MMI: Multiple Mini Interview. This type of interview usually includes several short interviews or ‘stations’ which may involve different types of questions and scenarios. This is different compared to a panel interview, which may cover the same scenarios/types of questions but be a more ‘traditional’ sit-down interview.
How did you prepare for your interview?
I read all of the information and recommendations that my medical school had send me. I watched YouTube videos to get an idea of what it would be like. I did practise interviews with friends and gave feed back to each other. I also did some extra reading around topics I found interesting on my syllabus or from work experience. Additionally I tried to keep up with current medical news and when I found a topic interesting I would look more into it.
What happened during your interview?
It was my first interview so I felt very nervous and thought I did terrible but the feed back was actually good. I discussed my reasons and process of making the decision of wanting to study medicine. I also discussed a few hobbies and extracurricular activities where I felt I gained or developed certain skills. I described specific situations where I felt I improved on certain skills and tried to like it why I think it is a important skill for the medical profession. I also talked about my work experience and how much I enjoyed it and reflected on what I felt I learned from it.
Clinical work experience: Not every student will complete clinical work experience before they apply to medical school. Don’t worry, this is not required to be able to apply. You can use non-clinical work experience (e.g. a caring role, like in a care home) or even reflect on paid work you’ve done (e.g. in customer service) in a productive way.
Observe GP: This is a free interactive video platform providing insights into the role of a GP and the wider primary care team. https://www.rcgp.org.uk/your-career/work-experience/observe-gp
YouTube: There are many current and recent medical students who create videos on YouTube about their experience and advice about applying. Remember that their experience is personal and individual, and may not reflect yours. They might provide some useful advice but remember that they might be advertising paid for services. Take their advice as part of a more holistic approach alongside moderated advice such as ours, and official advice from universities and test providers.

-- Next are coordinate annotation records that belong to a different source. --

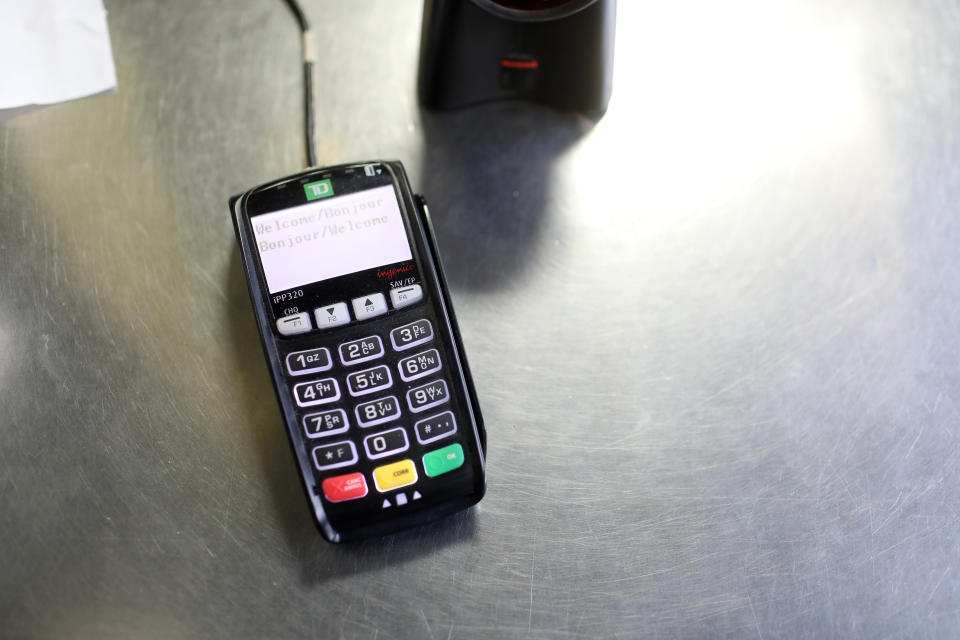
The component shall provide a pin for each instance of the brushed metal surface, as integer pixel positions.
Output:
(715, 335)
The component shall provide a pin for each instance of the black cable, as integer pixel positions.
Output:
(308, 59)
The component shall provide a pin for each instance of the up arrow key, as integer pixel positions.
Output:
(369, 306)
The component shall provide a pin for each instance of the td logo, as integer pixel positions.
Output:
(318, 189)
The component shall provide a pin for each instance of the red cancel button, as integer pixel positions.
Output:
(346, 487)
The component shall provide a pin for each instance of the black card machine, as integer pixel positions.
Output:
(363, 347)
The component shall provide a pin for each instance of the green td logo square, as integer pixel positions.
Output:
(318, 189)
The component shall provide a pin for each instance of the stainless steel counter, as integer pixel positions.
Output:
(715, 335)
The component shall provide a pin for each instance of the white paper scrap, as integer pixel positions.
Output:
(52, 51)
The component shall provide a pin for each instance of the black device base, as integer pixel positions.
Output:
(559, 54)
(438, 493)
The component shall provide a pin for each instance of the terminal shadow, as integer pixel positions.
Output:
(318, 560)
(486, 172)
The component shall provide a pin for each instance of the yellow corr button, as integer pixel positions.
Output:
(394, 475)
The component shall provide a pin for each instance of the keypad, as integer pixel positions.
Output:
(396, 404)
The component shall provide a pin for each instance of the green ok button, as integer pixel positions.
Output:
(443, 460)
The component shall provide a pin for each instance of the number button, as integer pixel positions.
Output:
(369, 380)
(410, 335)
(386, 443)
(325, 423)
(378, 411)
(310, 361)
(332, 456)
(419, 365)
(428, 395)
(435, 427)
(361, 350)
(308, 394)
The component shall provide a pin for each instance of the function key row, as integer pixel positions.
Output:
(354, 352)
(396, 475)
(336, 314)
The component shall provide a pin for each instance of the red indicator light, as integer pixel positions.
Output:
(519, 64)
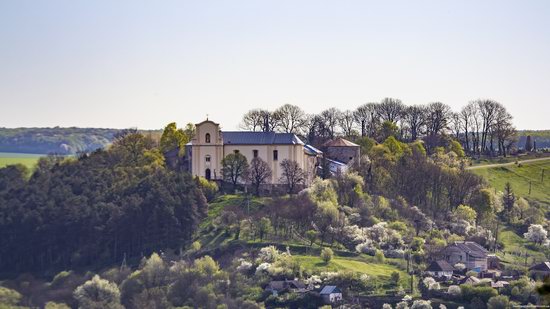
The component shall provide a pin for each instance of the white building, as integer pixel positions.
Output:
(210, 145)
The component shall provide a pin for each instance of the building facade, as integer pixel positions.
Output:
(210, 145)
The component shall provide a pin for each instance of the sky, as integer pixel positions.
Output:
(121, 64)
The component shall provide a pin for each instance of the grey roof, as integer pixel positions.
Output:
(312, 150)
(259, 138)
(440, 265)
(472, 248)
(544, 266)
(328, 289)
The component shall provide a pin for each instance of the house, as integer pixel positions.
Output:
(469, 253)
(278, 287)
(342, 150)
(440, 269)
(331, 294)
(210, 145)
(541, 270)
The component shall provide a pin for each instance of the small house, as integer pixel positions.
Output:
(469, 253)
(440, 269)
(541, 270)
(281, 286)
(331, 294)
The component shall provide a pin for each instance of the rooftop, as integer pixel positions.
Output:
(260, 138)
(440, 265)
(340, 142)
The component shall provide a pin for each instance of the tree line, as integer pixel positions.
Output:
(483, 127)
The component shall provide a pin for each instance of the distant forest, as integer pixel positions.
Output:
(63, 141)
(67, 141)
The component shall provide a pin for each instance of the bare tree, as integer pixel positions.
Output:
(293, 175)
(331, 118)
(414, 117)
(259, 120)
(347, 123)
(487, 110)
(259, 173)
(291, 118)
(234, 168)
(365, 116)
(390, 109)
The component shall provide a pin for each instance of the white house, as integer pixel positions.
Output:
(331, 294)
(210, 145)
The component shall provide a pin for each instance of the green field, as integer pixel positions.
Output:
(381, 272)
(520, 176)
(9, 158)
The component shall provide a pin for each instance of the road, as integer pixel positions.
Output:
(505, 164)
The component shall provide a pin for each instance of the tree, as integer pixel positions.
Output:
(312, 236)
(536, 233)
(98, 293)
(414, 117)
(466, 213)
(528, 143)
(498, 302)
(390, 109)
(173, 138)
(394, 278)
(292, 119)
(293, 175)
(9, 298)
(330, 119)
(508, 199)
(234, 168)
(326, 255)
(347, 123)
(259, 173)
(365, 116)
(264, 227)
(260, 120)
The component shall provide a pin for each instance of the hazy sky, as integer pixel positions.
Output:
(146, 63)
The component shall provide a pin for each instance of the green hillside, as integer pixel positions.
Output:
(8, 158)
(520, 176)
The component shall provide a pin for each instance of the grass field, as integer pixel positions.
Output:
(8, 158)
(514, 243)
(381, 272)
(520, 177)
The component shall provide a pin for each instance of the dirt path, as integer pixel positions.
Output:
(506, 164)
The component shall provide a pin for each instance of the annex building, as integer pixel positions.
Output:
(210, 145)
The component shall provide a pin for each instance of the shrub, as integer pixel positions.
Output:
(498, 302)
(379, 255)
(327, 254)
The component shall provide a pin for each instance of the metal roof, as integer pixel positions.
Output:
(340, 142)
(330, 289)
(260, 138)
(440, 265)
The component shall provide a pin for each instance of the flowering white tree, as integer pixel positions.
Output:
(536, 233)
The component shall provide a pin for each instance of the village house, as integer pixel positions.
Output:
(331, 294)
(469, 253)
(210, 145)
(440, 269)
(281, 286)
(541, 270)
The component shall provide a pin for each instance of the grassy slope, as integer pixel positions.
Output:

Books: Don’t worry if you’ve not been able to find this particular book or afford to pay for it. You might be able to find secondhand copies online which are usually much cheaper, or at your local library (sometimes, libraries will order in books that you’ve requested, so check out this as a possibility too!). Bear in mind that some books may become out of date, so make sure you check when they were published, and if any changes to the relevant admissions tests/interviews have been made since then.

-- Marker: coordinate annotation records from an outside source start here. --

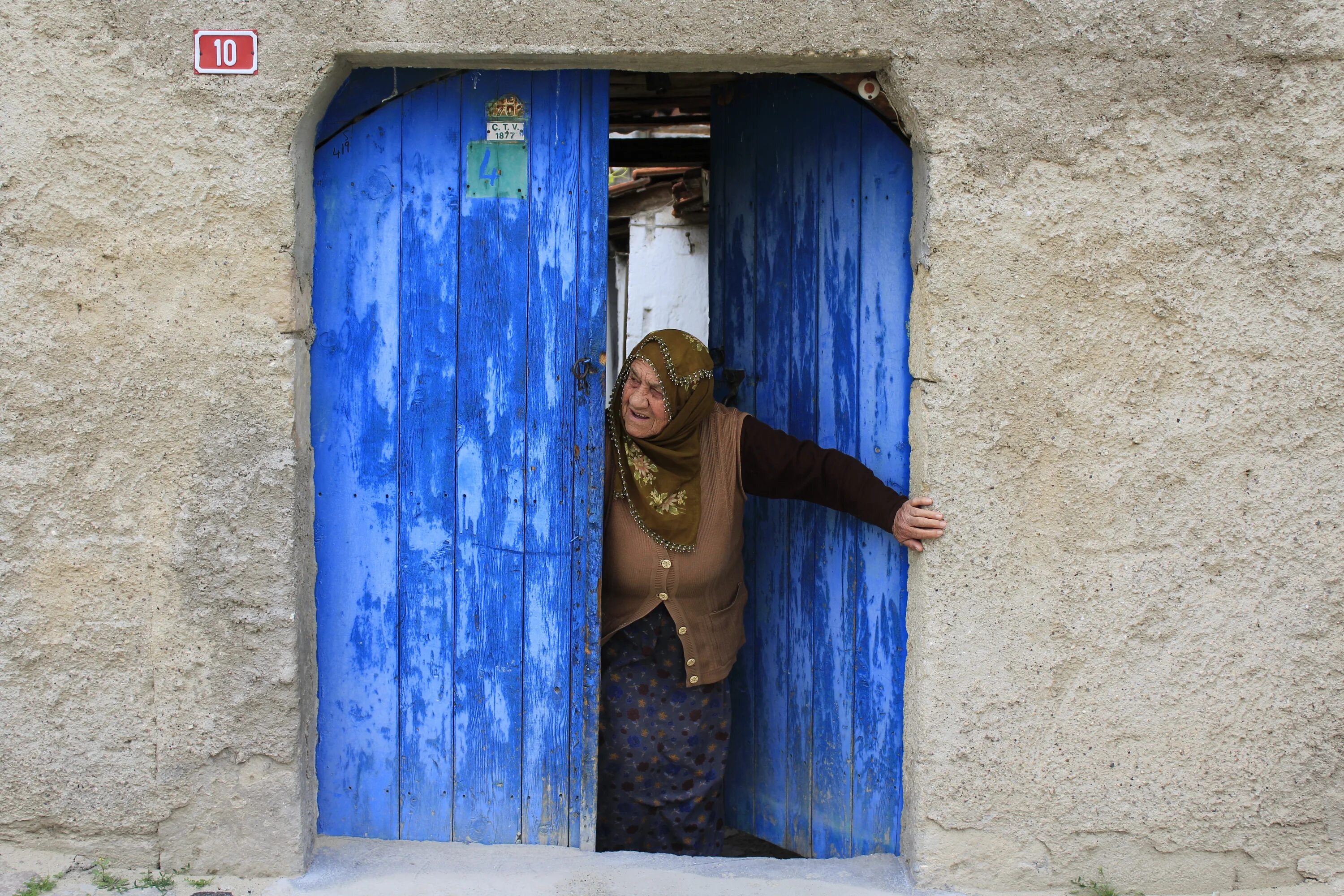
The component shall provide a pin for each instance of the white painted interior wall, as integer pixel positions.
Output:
(667, 279)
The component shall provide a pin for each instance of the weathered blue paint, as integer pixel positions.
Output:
(457, 582)
(810, 296)
(369, 89)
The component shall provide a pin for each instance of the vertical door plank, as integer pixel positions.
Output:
(838, 389)
(733, 328)
(354, 431)
(818, 692)
(553, 143)
(588, 460)
(804, 519)
(773, 365)
(431, 202)
(491, 458)
(883, 414)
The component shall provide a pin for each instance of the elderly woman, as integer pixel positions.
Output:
(679, 469)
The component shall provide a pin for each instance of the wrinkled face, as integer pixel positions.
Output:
(642, 402)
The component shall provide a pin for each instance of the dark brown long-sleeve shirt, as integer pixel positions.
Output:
(777, 465)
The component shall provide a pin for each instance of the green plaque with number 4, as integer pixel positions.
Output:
(496, 170)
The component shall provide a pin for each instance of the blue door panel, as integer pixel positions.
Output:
(429, 311)
(457, 599)
(355, 431)
(810, 299)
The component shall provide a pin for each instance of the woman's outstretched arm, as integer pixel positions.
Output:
(777, 465)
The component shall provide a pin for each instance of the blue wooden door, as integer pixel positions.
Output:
(457, 457)
(810, 297)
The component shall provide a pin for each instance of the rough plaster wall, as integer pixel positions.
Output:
(1127, 334)
(668, 277)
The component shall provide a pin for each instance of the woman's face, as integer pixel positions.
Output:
(642, 402)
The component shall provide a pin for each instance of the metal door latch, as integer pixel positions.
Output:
(581, 370)
(732, 377)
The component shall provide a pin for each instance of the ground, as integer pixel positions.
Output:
(351, 867)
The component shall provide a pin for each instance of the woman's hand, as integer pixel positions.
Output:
(916, 521)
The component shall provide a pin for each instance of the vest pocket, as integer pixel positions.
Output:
(725, 625)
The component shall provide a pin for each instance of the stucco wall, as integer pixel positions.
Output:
(1127, 324)
(668, 277)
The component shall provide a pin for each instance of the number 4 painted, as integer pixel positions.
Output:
(488, 175)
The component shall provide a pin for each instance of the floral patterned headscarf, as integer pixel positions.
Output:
(660, 477)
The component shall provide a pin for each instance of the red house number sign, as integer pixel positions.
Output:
(226, 53)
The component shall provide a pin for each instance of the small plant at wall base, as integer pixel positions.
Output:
(162, 882)
(35, 886)
(195, 883)
(1098, 887)
(103, 879)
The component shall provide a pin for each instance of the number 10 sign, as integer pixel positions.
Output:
(226, 53)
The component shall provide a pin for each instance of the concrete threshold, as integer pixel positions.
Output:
(350, 867)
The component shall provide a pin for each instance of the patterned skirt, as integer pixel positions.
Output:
(662, 746)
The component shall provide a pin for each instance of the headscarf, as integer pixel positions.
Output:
(660, 477)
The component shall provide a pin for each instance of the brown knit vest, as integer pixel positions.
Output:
(703, 590)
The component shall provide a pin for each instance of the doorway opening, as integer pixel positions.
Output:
(801, 189)
(483, 240)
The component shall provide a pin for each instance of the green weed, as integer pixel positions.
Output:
(197, 883)
(1098, 887)
(162, 882)
(37, 886)
(103, 879)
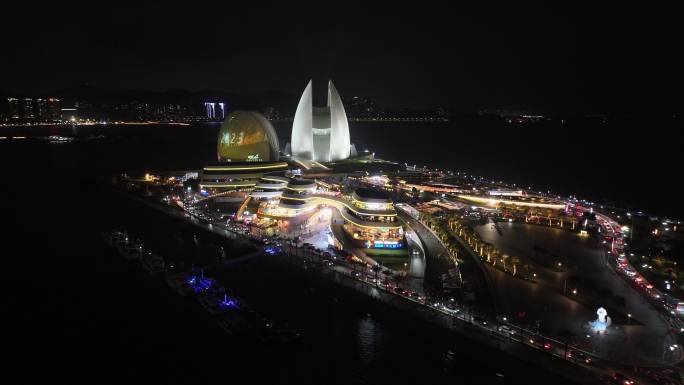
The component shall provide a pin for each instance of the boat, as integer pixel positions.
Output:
(217, 304)
(152, 263)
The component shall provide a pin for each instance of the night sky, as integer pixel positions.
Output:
(572, 59)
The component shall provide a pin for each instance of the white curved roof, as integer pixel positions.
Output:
(333, 142)
(302, 126)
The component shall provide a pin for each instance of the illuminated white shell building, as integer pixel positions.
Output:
(320, 133)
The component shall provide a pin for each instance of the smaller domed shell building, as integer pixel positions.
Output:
(247, 136)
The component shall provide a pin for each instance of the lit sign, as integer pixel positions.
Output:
(386, 244)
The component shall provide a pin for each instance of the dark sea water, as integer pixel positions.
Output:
(78, 312)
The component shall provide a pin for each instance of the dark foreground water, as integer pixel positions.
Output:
(76, 311)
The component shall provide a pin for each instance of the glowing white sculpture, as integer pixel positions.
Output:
(320, 134)
(602, 322)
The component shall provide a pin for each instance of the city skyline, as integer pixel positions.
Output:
(612, 60)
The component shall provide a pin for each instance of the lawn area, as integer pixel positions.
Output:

Mock interview: Don’t worry if you didn’t have this opportunity. Interviews are designed to take into account that not everyone has the same level of preparation. See our guides and blogs on interviews to find out more about free online resources
Support networks: While not every student will have a support network to help them prepare, there are plenty of other ways to prepare for your admissions tests and interviews, such as through free online resources, like on our website.